Well, today I'm going to answer a question that I've been asked over
and over again from various people. It's actually a funny (and slightly
random) story.
Once upon a time, about a year ago, Nick Blaylock was at my house. (if you don't know Nick, click here)
Yeeeeah... and it was really cold outside. So, being the smart guys
that we are, we stayed inside and played video games. Not really... We're both adventurous guys, so we messed around in the backyard. It was super cold, and we really weren't dressed properly for outdoor fun.
We found a couple of huge walking sticks that were just
conveniently sitting outside. When we saw these sticks and a tether-ball pole, we got a great idea. This is where things started to go wrong.
Tether-ball is an extreme sport. It's a rubber ball
tied to a rope and attached to the top of a pole. The pole is lodged
into the ground like a flagpole, and the two opponents stand facing each
other with the pole in between them. One person would hit the ball in
one direction, while the other person would hit it in the opposite
direction.
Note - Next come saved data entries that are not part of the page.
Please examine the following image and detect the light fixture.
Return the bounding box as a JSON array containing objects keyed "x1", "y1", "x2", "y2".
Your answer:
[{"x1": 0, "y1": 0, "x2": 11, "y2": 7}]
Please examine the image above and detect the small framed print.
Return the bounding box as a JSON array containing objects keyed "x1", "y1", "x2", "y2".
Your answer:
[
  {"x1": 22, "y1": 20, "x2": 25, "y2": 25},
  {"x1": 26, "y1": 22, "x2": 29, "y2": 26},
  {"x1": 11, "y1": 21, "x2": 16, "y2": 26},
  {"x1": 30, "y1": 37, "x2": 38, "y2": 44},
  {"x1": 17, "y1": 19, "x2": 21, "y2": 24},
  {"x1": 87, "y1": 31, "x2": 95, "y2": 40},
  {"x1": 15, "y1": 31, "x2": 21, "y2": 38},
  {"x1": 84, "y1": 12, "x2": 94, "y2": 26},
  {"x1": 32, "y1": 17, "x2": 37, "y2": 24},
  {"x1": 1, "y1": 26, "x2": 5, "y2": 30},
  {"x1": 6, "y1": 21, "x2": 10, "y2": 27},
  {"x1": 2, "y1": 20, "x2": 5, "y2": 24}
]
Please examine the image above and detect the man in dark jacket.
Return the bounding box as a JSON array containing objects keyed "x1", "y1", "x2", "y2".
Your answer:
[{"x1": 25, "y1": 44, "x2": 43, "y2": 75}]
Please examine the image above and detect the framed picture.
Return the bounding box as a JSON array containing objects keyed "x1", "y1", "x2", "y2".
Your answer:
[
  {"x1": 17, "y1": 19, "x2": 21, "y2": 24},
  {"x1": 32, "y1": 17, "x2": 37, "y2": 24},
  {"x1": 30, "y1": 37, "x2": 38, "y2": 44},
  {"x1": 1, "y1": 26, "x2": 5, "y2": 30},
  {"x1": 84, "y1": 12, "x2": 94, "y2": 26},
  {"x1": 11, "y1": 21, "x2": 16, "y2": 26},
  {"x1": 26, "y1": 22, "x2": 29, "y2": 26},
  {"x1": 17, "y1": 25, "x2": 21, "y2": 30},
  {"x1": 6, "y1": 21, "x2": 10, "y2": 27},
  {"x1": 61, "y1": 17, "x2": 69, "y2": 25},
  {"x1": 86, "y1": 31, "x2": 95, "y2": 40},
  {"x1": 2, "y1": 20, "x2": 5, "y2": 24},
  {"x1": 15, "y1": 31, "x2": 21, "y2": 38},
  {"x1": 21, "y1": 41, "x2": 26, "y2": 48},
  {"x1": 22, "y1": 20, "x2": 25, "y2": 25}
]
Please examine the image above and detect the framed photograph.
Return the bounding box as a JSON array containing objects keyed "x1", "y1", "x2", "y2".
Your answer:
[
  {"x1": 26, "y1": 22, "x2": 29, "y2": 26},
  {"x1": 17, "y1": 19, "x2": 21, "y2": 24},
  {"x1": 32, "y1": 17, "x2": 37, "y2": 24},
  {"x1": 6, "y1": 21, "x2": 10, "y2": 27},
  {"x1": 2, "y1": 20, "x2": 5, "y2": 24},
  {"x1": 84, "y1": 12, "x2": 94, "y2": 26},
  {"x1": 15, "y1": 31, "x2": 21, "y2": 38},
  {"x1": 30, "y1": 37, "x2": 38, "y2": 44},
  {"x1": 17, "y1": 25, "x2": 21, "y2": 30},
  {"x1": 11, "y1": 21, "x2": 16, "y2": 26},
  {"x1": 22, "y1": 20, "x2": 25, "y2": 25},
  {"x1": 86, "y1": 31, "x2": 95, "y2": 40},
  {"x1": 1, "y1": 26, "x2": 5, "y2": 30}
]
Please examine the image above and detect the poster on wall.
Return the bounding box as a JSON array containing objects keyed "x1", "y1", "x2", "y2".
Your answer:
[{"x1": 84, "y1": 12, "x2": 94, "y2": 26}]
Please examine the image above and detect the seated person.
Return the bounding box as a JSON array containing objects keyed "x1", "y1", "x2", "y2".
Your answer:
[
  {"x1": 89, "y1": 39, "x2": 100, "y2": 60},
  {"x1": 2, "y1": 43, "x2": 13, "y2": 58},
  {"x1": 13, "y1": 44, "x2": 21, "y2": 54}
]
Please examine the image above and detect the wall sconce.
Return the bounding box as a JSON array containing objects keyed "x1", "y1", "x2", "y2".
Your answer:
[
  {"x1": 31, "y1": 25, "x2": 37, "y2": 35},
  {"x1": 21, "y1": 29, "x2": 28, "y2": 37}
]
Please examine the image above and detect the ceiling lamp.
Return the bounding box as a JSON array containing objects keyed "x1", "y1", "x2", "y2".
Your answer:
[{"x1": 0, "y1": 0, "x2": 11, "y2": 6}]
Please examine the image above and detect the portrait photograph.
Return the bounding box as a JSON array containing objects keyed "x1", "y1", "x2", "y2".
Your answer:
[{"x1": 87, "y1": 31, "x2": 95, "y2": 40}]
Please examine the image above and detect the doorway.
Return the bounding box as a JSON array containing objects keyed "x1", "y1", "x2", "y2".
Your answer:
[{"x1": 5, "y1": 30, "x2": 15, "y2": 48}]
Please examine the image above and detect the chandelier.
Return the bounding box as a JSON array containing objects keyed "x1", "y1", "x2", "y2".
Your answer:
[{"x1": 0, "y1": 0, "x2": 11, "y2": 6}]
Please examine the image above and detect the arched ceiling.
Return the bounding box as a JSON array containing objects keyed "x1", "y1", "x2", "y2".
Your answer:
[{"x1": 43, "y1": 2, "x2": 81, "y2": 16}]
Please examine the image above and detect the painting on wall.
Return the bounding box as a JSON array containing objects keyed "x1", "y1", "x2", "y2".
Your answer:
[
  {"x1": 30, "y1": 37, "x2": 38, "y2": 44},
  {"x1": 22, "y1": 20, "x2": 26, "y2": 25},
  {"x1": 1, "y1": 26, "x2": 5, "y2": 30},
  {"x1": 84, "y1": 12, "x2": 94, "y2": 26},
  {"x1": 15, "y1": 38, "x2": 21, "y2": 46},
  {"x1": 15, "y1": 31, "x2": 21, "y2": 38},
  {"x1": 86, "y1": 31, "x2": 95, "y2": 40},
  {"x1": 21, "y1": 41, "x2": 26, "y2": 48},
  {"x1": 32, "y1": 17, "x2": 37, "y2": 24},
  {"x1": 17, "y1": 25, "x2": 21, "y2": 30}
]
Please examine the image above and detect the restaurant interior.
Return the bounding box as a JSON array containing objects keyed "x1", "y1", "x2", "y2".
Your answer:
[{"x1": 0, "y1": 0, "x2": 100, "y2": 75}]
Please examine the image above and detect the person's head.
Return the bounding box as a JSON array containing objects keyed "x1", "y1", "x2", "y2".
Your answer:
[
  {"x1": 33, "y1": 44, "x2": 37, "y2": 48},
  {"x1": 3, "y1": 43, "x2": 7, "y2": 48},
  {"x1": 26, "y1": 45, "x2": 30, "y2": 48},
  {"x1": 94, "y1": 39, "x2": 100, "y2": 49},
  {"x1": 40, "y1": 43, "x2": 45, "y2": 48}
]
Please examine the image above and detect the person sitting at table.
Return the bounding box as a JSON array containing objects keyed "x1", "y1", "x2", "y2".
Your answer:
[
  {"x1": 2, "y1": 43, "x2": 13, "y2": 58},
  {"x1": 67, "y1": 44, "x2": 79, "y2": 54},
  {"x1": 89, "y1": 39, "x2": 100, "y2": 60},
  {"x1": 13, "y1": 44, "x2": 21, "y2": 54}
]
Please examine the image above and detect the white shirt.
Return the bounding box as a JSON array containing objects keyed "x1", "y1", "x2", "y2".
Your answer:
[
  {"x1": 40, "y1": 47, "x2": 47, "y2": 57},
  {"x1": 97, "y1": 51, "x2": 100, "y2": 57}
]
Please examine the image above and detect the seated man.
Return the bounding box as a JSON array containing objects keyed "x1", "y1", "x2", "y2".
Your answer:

The first person to get the rope wrapped around the pole in
their direction would win.
Normally, you would use your hands to hit the tether-ball. But
since Nick and I are so hardcore, we used thick, wooden, walking sticks.
That's wassup.
Nick has about 5x the muscle that I didn't have. So when Nick inevitably hit the pole with his walking stick, we
heard a massive crack, and saw half of the walking stick go flying into
the yard.
With his former 7ft limb, now shortened to a 4ft
chunk, Nick continued hitting the tether-ball repeatedly until he
hit the pole again. The walking stick shrunk once more. He wielded
this 2ft log like a club clenched in his fist. This was great. This was
the most intense game of tether-ball I had ever played.
As the game went on, we got closer and closer to the pole. Nick was winning,
of course, and our competitive edges were showing their teeth. The game
was almost over, and I was this close to being defeated. All that Nick
needed to win the game was one last blow to that tether-ball and it
would've been finished. But instead of hitting the tether-ball, Nick,
standing closer than an arms-length away, delivered one very solid
blow... Straight to my face.
Oh the pain... I remember it well. Just mentioning, it was still
cold outside. The chilly weather had taken the feeling from just about
every part of my body. But as soon as that 2ft stick smashed into my
face, a warm, burning sensation flooded in. All I could do was turn
around, cover my nose, and say "Owwwwwwwwww...."
Nick stared in disbelief. And then, like every good friend would
do, stood there and laughed like a jolly old man. That's right. Friends
really do stand there and laugh. I removed my frozen hands away from my face to reveal a
swollen, red nose, with blood dripping onto my shirt and shoes. Great. My first bloody nose.**
** disclaimer. My nose wasn't broken, but something inside was
broken. Which is why every now and then, my nose will just randomly
start bleeding. If you were in mod lit class two weeks ago, you might've
witnessed this. I know, right? Ewwww... Yuck fest.
Question: Zeb, why is your nose bleeding?
Answer: ... ... It's a long story. Read my blog.
The moral of this story is: There's a reason for everything. Amen.